Invited Review: Lipoprotein Lipase and Triglyceride‐Rich Lipoprotein Metabolism

Lipoprotein lipase (LPL) is the key enzyme responsible for fat storage. It hydrolyzes triglyceride contained in circulating very low‐density lipoproteins and chylomicrons; the fatty acids that are produced are transported locally into tissues, whereas glycerol is released into the circulation. Abnormalities in LPL activity have been described in a variety of hypertriglyceridemic states, including diabetes mellitus, and in some situations may contribute to atherosclerosis.
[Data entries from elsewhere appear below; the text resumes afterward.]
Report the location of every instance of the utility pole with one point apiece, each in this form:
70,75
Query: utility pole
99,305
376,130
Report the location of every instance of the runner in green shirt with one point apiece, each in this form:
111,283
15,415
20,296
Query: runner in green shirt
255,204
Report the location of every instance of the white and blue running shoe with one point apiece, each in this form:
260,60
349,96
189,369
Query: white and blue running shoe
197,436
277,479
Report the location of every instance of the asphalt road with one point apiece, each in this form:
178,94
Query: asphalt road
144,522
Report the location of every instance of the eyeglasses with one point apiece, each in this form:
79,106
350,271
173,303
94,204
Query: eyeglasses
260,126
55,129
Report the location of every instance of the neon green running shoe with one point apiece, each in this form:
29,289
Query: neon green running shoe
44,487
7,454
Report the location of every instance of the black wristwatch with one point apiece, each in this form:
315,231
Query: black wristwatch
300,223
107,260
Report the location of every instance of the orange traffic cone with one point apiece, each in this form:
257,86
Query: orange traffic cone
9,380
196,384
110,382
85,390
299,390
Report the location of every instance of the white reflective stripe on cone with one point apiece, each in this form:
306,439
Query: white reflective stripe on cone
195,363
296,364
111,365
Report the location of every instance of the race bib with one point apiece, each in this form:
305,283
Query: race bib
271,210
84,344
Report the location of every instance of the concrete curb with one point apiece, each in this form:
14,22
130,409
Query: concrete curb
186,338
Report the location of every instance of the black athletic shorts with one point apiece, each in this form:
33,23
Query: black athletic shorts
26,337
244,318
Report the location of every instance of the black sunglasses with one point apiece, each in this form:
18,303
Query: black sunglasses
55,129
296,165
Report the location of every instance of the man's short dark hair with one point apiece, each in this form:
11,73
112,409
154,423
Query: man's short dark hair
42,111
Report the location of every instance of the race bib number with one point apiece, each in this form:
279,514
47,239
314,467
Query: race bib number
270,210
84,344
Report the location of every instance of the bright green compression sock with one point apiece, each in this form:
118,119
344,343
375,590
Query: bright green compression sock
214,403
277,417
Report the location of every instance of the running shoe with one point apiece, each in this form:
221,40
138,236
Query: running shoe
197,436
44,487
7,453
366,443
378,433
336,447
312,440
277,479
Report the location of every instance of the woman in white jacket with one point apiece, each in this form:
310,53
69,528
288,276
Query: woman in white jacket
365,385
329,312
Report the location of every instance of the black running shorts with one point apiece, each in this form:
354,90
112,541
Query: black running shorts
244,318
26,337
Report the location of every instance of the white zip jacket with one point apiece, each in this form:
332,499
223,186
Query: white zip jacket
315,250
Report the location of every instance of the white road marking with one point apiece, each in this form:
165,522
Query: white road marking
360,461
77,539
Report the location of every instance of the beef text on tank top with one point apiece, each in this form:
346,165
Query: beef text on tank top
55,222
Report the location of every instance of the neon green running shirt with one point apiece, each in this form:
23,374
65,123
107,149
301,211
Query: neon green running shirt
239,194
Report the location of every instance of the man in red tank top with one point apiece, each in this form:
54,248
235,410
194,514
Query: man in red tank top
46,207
Previous in vivo studies suggest that LPL is saturable, with maximum rates of fatty acid transport and storage occurring at plasma triglyceride concentrations in the 300 to 400 mg/dL range. At higher triglyceride concentrations, significant nonenzymatic uptake, primarily by the reticuloendothelial system, can occur. Impaired neutrophil, platelet, and pulmonary function have been described in association with IV infusion of lipid emulsions at high rates. There is no evidence that lipid emulsions produce any of these adverse effects at plasma triglyceride concentrations below 300 to 400 mg/dL. Inordinate hypertriglyceridemia can usually be avoided by limiting lipid infusion rates to 30 to 50 mg/kg‐h, a rate sufficient to meet nutritional needs under most conditions.